- To tamci ludzie byli agresywni wobec mojego syna. Rzucali w niego butelkami. Musiał się bronić. Zrobię wszystko, by teraz uratować moje dziecko - powiedział ojciec jednego z Polaków podejrzanych o spowodowanie śmierci starszego mężczyzny w Igrane. Łukasz F. wraz z kolegą wywołali pod wpływem alkoholu awanturę, która zakończyła się tragicznie.
Tragedia w Chorwacji. Ojciec zatrzymanego Polaka zabrał głos
Media dotarły do nowych informacji o Polakach, którzy zostali aresztowani w Chorwacji pod zarzutem nieumyślnego spowodowania śmierci starszego mężczyzny, który stanął w obronie zaatakowanej przez nich siostry.
ZOBACZ: Europa pod presją. Chorwacja wprowadza obowiązkową służbą wojskową
"Fakt" ustalił, iż młodszy z zatrzymanych z zatrzymanych, 32-letni Łukasz F., to prezes firmy, która zajmuje się produkcją okien i stolarki okiennej na Śląsku. Jego 50-letni kompan miał doglądać kilku nieruchomości w Chorwacji, które należały do F.

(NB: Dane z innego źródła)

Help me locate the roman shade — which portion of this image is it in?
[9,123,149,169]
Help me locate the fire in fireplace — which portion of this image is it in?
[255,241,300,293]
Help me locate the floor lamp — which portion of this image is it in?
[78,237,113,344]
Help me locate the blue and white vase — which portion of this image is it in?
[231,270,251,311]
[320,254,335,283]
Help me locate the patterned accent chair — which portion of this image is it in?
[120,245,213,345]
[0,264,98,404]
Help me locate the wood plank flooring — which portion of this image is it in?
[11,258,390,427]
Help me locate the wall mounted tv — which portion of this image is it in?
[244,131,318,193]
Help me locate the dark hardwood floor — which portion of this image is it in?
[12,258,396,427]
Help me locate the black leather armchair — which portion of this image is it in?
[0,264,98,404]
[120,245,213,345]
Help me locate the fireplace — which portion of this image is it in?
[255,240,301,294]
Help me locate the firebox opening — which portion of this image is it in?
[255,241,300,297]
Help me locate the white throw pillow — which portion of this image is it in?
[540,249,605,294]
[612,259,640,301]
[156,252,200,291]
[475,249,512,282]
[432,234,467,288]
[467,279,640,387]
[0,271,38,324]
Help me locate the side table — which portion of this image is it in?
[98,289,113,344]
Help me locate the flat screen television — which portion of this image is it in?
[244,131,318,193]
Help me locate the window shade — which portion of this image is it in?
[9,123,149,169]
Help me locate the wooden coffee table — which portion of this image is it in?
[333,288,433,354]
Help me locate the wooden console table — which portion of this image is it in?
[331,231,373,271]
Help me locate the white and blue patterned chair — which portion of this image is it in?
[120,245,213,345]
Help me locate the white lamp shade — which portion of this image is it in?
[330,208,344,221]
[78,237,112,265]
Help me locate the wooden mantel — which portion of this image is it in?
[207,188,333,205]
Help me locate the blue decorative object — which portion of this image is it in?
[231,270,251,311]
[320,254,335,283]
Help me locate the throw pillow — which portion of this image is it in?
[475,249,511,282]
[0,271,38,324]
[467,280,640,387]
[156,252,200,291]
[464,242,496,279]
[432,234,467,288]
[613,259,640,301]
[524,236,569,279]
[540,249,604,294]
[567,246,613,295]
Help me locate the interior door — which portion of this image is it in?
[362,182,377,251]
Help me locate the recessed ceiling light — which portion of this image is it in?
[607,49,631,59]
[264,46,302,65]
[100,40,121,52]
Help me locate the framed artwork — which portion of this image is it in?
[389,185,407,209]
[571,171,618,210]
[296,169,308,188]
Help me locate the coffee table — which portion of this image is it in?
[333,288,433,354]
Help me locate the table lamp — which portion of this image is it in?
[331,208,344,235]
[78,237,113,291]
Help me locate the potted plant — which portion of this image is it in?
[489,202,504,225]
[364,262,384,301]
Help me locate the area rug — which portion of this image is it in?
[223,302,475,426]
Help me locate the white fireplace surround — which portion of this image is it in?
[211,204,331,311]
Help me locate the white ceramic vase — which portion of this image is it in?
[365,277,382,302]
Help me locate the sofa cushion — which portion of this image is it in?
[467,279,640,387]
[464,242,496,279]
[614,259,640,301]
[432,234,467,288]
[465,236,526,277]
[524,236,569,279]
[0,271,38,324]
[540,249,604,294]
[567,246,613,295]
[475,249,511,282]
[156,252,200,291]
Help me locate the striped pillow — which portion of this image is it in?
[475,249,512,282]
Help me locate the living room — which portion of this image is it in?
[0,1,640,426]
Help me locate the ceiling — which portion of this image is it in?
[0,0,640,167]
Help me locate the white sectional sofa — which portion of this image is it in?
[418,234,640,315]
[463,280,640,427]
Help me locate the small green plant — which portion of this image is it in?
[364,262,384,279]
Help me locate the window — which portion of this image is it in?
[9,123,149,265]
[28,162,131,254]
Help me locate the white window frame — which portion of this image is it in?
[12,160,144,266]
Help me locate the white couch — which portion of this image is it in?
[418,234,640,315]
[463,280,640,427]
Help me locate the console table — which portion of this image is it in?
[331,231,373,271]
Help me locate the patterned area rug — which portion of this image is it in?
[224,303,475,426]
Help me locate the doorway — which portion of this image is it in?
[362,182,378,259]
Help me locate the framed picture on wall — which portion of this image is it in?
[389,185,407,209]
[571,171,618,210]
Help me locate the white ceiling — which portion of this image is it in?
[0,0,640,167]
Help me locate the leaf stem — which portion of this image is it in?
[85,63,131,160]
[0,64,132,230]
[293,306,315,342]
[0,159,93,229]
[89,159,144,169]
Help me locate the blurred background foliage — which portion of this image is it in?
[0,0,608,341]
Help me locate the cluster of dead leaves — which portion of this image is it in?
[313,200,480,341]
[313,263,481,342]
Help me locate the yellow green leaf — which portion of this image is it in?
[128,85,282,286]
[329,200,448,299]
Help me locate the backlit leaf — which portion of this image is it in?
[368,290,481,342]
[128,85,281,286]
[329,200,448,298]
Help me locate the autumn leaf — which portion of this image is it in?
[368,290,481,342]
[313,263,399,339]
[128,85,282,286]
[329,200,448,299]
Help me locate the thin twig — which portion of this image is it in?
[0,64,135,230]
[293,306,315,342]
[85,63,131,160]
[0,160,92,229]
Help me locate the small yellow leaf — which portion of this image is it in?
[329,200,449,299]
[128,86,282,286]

Ojciec Łukasza F. zabrał głos. "Zrobię wszystko, żeby go wyciągnąć"
Dziennikarzom tabloidu udało się porozmawiać z ojcem Łukasza F. Rozmówcy gazety zwracają uwagę, iż syn był dla niego "oczkiem w głowie" i dlatego zdecydował się przekazać mu rodzinny biznes. Mężczyzna jest przekonany o niewinności swojego dziecka.
- To tamci ludzie byli agresywni wobec mojego syna, sprowokowali to zajście. Rzucali w niego butelkami. Musiał się bronić. To on jest ofiarą. Ten zmarły mężczyzna był prowodyrem. Wychodzę z siebie, robię wszystko, żeby uratować swoje dziecko. Rozumie pani, co to znaczy mieć dziecko za kratami? - powiedział 55-letni Janusz F. dziennikarce gazety.
ZOBACZ: Kolejny wypadek w Egipcie. Polacy wśród rannych
- Od tej tragedii nie oglądam telewizji, nie śledzę mediów, bo wyrok na moją rodzinę już zapadł. Wszystko cokolwiek teraz powiem i tak obróci się przeciw całej naszej rodzinie. Nic więcej pani nie powiem - dodał mężczyzna.
Tragedia w Chorwacji. Awanturę wywołali Polacy
Do tragicznego wydarzenia w chorwackiej miejscowości Igrane na Riwierze Makarskiej doszło nocy z 3 na 4 sierpnia - przekazał portal index.hr.
W wyniku przepychanki z dwójką pijanych Polaków zasłabł 67-letni Chorwat. Mężczyzna bronił 68-letniej siostry, która zwróciła uwagę Polakom na zbyt duży hałas podczas organizowanej przez nich imprezy.
Skargi seniorki na zbyt duży hałas miały rozwścieczyć Polaków, którzy wtargnęli na posesję należącą do chorwackiej rodziny. To właśnie tam doszło do tragicznej w skutkach szarpaniny.
Pijani mężczyźni próbowali jeszcze reanimować 67-latka, mimo tego Chorwat nie przeżył. Jako oficjalną przyczynę śmierci podano niewydolność serca.
ZOBACZ: Wakacyjny koszmar w Chorwacji. Polka padła ofiarą oszustów
Sprawcy awantury trafili do aresztu. Grożą im zarzuty nieumyślnego spowodowania śmierci. Okazało się, iż dwaj Polacy są właścicielami kilku nieruchomości w Igrane.